BWT construction and search at the terabase scale

Published 1 Sep 2024 in q-bio.GN | (2409.00613v2)

Abstract: Motivation: Burrows-Wheeler Transform (BWT) is a common component in full-text indices. Initially developed for data compression, it is particularly powerful for encoding redundant sequences such as pangenome data. However, BWT construction is resource intensive and hard to be parallelized, and many methods for querying large full-text indices only report exact matches or their simple extensions. These limitations have hampered the biological applications of full-text indices. Results: We developed ropebwt3 for efficient BWT construction and query. Ropebwt3 indexed 320 assembled human genomes in 65 hours and indexed 7.3 terabases of commonly studied bacterial assemblies in 26 days. This was achieved using up to 170 gigabytes of memory at the peak without working disk space. Ropebwt3 can find maximal exact matches and inexact alignments under affine-gap penalties, and can retrieve similar local haplotypes matching a query sequence. It demonstrates the feasibility of full-text indexing at the terabase scale. Availability and implementation: https://github.com/lh3/ropebwt3

Abstract PDF HTML Upgrade to Chat

Citations (2)

View on Semantic Scholar

Summary

The paper introduces ropebwt3, an efficient tool for terabase-scale BWT construction using segmented processing and B+-tree merging with O(n log r) complexity.
Ropebwt3 demonstrates high scalability and memory efficiency, indexing 320 human genomes in 65 hours with 170 GB memory, enabling large-scale pangenomic analysis.
The tool offers enhanced query capabilities beyond exact matches, supporting MEMs and inexact alignments, making it highly applicable for various genomic analyses.
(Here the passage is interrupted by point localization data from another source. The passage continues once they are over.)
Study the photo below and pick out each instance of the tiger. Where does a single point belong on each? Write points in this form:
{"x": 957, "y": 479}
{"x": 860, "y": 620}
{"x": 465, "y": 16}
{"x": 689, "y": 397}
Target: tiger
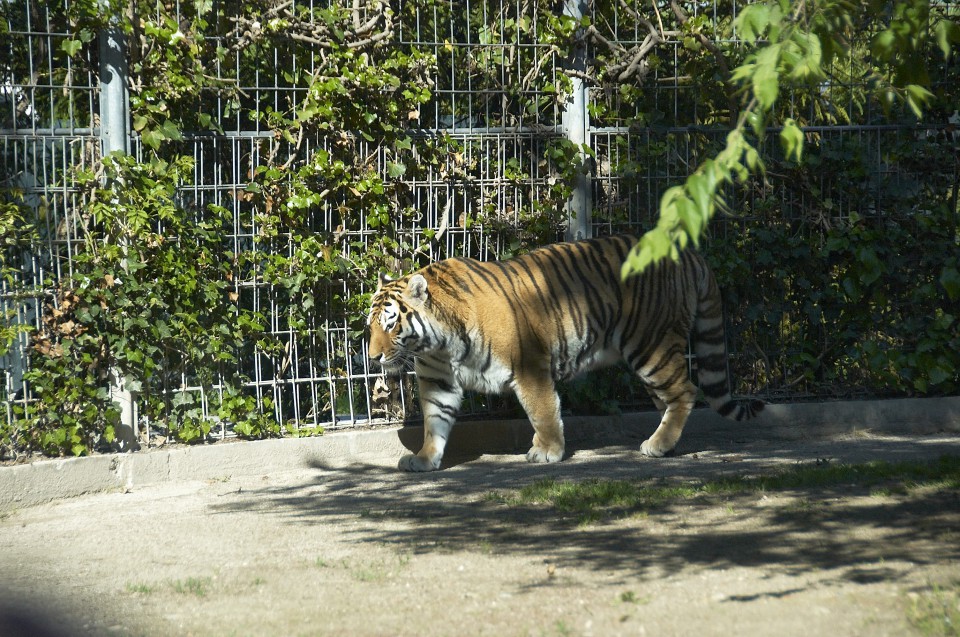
{"x": 526, "y": 323}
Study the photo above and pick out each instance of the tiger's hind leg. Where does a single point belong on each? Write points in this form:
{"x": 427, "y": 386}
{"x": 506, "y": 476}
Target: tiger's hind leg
{"x": 540, "y": 400}
{"x": 666, "y": 378}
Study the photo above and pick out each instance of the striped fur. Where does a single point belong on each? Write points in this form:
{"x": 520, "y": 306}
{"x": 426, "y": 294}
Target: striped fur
{"x": 524, "y": 323}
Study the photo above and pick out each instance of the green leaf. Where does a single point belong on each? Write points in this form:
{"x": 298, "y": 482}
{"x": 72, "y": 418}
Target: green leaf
{"x": 950, "y": 280}
{"x": 948, "y": 35}
{"x": 71, "y": 47}
{"x": 396, "y": 169}
{"x": 766, "y": 79}
{"x": 791, "y": 138}
{"x": 917, "y": 98}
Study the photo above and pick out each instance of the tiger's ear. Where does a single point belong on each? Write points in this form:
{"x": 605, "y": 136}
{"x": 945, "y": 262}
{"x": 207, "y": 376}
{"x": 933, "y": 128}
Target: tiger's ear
{"x": 417, "y": 288}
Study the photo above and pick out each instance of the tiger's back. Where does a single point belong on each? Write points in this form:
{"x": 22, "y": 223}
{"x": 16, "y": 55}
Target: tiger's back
{"x": 522, "y": 324}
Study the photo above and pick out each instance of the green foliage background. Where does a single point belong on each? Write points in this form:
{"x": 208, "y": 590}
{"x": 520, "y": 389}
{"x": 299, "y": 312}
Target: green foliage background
{"x": 840, "y": 265}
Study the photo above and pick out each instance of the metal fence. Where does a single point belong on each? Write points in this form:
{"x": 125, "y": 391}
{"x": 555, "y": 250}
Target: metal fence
{"x": 490, "y": 75}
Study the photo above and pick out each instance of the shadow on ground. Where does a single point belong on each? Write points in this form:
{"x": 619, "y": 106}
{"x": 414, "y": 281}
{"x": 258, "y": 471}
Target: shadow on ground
{"x": 847, "y": 530}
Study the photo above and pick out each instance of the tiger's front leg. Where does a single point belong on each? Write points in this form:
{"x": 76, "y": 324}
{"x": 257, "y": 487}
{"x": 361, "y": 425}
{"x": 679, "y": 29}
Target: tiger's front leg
{"x": 440, "y": 399}
{"x": 540, "y": 400}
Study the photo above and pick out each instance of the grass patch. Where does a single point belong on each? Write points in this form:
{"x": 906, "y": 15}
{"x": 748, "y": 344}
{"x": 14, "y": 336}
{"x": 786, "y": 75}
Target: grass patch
{"x": 196, "y": 586}
{"x": 596, "y": 499}
{"x": 936, "y": 612}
Analysis of Terabase-Scale Burrows-Wheeler Transform (BWT) Construction and Query

The paper "BWT construction and search at the terabase scale" details the development and implementation of ropebwt3, a tool for efficiently constructing and querying the Burrows-Wheeler Transform (BWT) on massive genomic datasets. BWT is a lossless data transformation method originally used for data compression. It has shown particular efficacy in applications where encoding redundant sequences—such as pangenomic data—is desired. However, traditional BWT construction has been resource-intensive and difficult to parallelize, limiting its utility in large-scale genomic research.

Key Contributions

The paper's central contributions can be summarized as follows:

Algorithmic Enhancement: Ropebwt3 introduces an innovative approach to BWT construction by breaking down large genomic datasets into manageable segments. This method uses libsais for partial multi-string BWT construction, which are subsequently merged using a B+-tree structured on run-length encoding. The complexity of this approach is $O(n \log r)$ , with $n$ representing the total number of symbols and $r$ the number of runs in the BWT.
Scalability and Performance: Ropebwt3 has been demonstrated to construct sizable indices, such as indexing 320 assembled human genomes in 65 hours using a peak memory of 170 GB. These benchmarks underscore the feasibility of full-text indexing at the terabase scale, a critical advancement for handling vast pangenomic datasets.
Memory Efficiency: The tool is designed to operate with reduced memory demands relative to its predecessors, circumventing the need for massive working disk space. This is a notable achievement, facilitating its application on standard computing infrastructure.
Enhanced Query Capability: Beyond exact matches, ropebwt3 supports finding maximal exact matches (MEMs), inexact alignments under affine-gap penalties, and retrieval of similar local haplotypes. This broadens its applicability, making it highly valuable for various genomic analyses including haplotype diversity estimation.
Sufficiency for Pangenomic Applications: Ropebwt3's ability to incrementally construct BWT without staging complete datasets is particularly suited to pangenomes, which require regular updates as new sequences become available.

Implications and Future Directions

From a theoretical standpoint, ropebwt3 illustrates progress toward resolving the challenges of working with highly redundant and voluminous data. It introduces a framework that capitalizes on the reduced memory footprint and increased efficiency of BWT data structures in genomics. Practically, this could pave the way for widespread adoption in biomedically significant domains like personalized medicine and epidemiological research, where rapid and scalable data processing is crucial.

Looking forward, some aspects merit further exploration. The incorporation of subsampled r-index structures, which provide a balance between memory usage and query speed, could enhance ropebwt3's applicability to even larger databases. Additionally, expanding support for more diverse query types would strengthen its role in comprehensive genomic analyses, especially in integrating with graph-based approaches currently dominant in the field.

In summary, this paper establishes a critical benchmark for BWT construction and query at a scale suitable for modern genomic datasets, with ropebwt3 providing a practical tool poised to benefit a wide array of genomic inquiries. The methodological innovations presented herein lay the groundwork for future exploration and enhancements in the domain of computational genomics.